Intro, Ivan Mikhailov from imikhailov on 2007-01-22 (public-rdf-dawg@w3.org from January to March 2007)

From: imikhailov <imikhailov@openlinksw.com>
Date: Mon, 22 Jan 2007 19:19:25 +0600
To: <public-rdf-dawg@w3.org>
Message-ID: <E1H8z5B-0008Kd-3O@maggie.w3.org>
Hello,

I'm Ivan Mikhailov, developer of RDF and SPARQL functionality of OpenLink
Virtuoso.

During last 15 years I write various parsers, interpreters and compilers.
That's probably my fate. I participated in CAD, AI and DBMS projects that
have nothing common between each other; but every project required at least
one translator of some sort.

I wrote two optimising compilers for REFAL-2 (with muLISP- and C- based
runtime engines), a compiler from annotated C++ to annotated subset of C
that was a front-end part of C++ verification project SPECTRUM, a translator
and a runtime for a dialect of JavaScript with RDBMS-specific extensions,
and few smaller things.

When I joined OpenLink, I implemented XML parser/validator, most of XPATH,
XQuery and XSLT processors with relational-to-XML data mapping, part of
free-text search, SPARQL to SQL front end compiler and relational-to-RDF
data mapping.

I'll try to keep SPARQL
1) convenient for RDBMS-based implementations
2) attractive for small start-ups
3) protected from incompatibilities between versions.

1.
I'm sure that the most important advantage of SPARQL is that it can be used
as a front-end for an efficient relational query language. RDF is good
because it reflects the nature of human's memory. RDF describes named things
that have some types and some named properties and whole amount of knowledge
tend to form a big nonuniform graph. On the other hand relational algebra
offers fundamentally faster algorithms for uniform parts of this knowledge.
No matter how we optimize graph representation, stable four-tape sort is
faster than topological sort, binary search is faster than skip-lists etc.,
so big systems must use relational data representations and a thing that is
visible as an uniform RDF storage should consist of a set of relational
storages and a graph that consists of all 'irregular' objects and
properties.

2.
SQL eliminated the need of patching numerous data access procedures after
any minor change in the low-level structure of data storage. Similarly,
SPARQL should eliminate the need of patching texts of numerous SQL queries
after any minor change in the schema of the storage. This cuts related costs
and makes SPARQL attractive for business.
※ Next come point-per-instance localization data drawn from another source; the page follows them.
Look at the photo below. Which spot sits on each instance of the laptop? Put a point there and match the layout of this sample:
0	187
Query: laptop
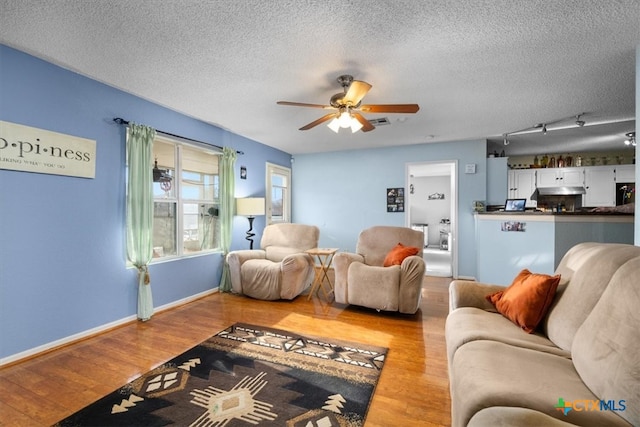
515	205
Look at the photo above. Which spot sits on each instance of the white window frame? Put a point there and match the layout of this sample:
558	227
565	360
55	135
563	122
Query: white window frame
273	169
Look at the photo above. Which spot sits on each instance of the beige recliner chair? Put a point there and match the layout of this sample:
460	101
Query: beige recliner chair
361	279
280	269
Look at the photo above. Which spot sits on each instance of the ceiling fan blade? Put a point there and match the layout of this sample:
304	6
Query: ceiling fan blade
389	108
366	124
357	90
320	120
302	104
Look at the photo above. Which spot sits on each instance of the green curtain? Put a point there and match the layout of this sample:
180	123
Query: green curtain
140	211
227	210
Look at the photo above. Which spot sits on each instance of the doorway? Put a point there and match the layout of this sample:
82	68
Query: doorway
432	207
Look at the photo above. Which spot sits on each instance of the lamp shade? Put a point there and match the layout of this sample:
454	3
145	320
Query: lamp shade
250	206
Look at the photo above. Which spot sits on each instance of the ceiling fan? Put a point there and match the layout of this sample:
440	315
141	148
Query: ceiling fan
349	107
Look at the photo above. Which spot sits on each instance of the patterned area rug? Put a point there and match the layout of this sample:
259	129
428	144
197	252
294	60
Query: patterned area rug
248	375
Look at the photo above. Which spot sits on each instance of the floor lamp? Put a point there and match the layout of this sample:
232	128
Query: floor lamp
250	207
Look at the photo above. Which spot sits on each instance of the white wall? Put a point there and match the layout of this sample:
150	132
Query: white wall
429	211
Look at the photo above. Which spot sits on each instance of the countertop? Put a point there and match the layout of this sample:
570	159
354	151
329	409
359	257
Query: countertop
566	213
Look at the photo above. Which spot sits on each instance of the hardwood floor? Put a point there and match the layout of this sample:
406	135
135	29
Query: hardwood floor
413	389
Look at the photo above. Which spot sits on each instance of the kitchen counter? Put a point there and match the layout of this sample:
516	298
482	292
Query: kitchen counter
583	212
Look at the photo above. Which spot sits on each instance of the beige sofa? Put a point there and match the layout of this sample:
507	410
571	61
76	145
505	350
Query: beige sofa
582	366
362	279
280	269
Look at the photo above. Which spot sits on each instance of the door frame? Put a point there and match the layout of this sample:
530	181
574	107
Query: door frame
435	168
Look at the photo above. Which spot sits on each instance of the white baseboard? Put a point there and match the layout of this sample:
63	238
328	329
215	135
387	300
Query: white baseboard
96	331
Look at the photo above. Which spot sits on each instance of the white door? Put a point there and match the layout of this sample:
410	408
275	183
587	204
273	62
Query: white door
415	201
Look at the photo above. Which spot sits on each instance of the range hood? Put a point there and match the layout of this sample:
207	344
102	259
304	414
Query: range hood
559	191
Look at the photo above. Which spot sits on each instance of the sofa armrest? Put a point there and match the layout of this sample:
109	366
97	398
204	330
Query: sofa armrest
235	259
297	274
467	293
341	263
411	278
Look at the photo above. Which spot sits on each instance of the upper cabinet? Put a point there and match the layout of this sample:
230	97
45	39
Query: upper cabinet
600	186
522	184
560	177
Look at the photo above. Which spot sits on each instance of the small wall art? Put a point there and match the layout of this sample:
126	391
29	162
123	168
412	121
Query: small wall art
395	199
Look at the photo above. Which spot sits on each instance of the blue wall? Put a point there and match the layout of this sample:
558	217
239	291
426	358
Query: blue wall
62	256
344	192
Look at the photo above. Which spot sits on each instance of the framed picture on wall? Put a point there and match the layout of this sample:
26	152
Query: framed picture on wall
395	199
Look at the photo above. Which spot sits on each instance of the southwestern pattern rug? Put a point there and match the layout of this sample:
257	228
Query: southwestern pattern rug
248	375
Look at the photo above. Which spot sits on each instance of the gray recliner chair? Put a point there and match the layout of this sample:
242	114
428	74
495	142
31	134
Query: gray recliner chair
280	269
361	279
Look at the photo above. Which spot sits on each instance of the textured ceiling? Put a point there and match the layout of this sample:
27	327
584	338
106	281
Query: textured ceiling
477	69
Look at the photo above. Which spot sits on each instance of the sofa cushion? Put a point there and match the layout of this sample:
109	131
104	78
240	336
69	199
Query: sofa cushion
504	416
374	287
375	242
527	300
606	348
398	254
261	279
490	373
589	267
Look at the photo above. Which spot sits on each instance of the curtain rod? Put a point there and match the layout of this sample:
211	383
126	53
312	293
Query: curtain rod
125	122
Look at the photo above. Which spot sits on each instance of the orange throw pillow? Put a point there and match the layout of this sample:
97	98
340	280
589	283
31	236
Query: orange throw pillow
527	300
399	253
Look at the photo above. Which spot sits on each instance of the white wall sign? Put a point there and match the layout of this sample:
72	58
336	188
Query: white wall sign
28	149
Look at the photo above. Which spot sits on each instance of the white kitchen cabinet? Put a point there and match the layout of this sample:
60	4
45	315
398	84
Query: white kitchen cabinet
625	173
522	184
600	186
560	177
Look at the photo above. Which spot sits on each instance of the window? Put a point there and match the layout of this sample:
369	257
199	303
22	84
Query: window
278	194
185	218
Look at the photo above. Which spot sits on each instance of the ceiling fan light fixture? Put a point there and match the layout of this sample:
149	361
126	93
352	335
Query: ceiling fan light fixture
355	125
334	125
345	119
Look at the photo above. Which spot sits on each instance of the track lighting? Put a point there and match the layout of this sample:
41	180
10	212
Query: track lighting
543	127
631	139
RDF stimulates developers to remember graph algorithms and classic AI data
structures. SPARQL may become a bridge between DATALOG technologies for
relational data and graph-based inference rules, and RDF+SPARQL will provide
strong industrial support for AI research. Reusing the widespread DBMS
infrastructure for AI projects will let developers focus on AI, not on data
access routines; this makes SPARQL attractive for scientists.

My objective is to try keep SPARQL attractive for _both_ scientific and
business applications. The reason is that almost any start-up requires one
man with an idea and one man with money. The technology we develop must
attract both in order to provide growing number of interesting applications.

3.
SPARQL should be prepared for long lifetime. SPARQL services should be
self-documented, SPARQL query language should provide a way of declaring
application- and implementation-specific pragmas, macro expansions and
environment variables, so SPARQL clients and services should stay
interoperable to the maximum possible extent. SPARQL should be convenient
for inlining into other languages, such as SQL and JavaScript, but it should
not be tightly coupled with any implementation language, e.g., Java, because
languages become more and less popular while SPARQL should stay usable.

Best Regards,
IvAn Mikhailov
Received on Monday, 22 January 2007 13:19:38 UTC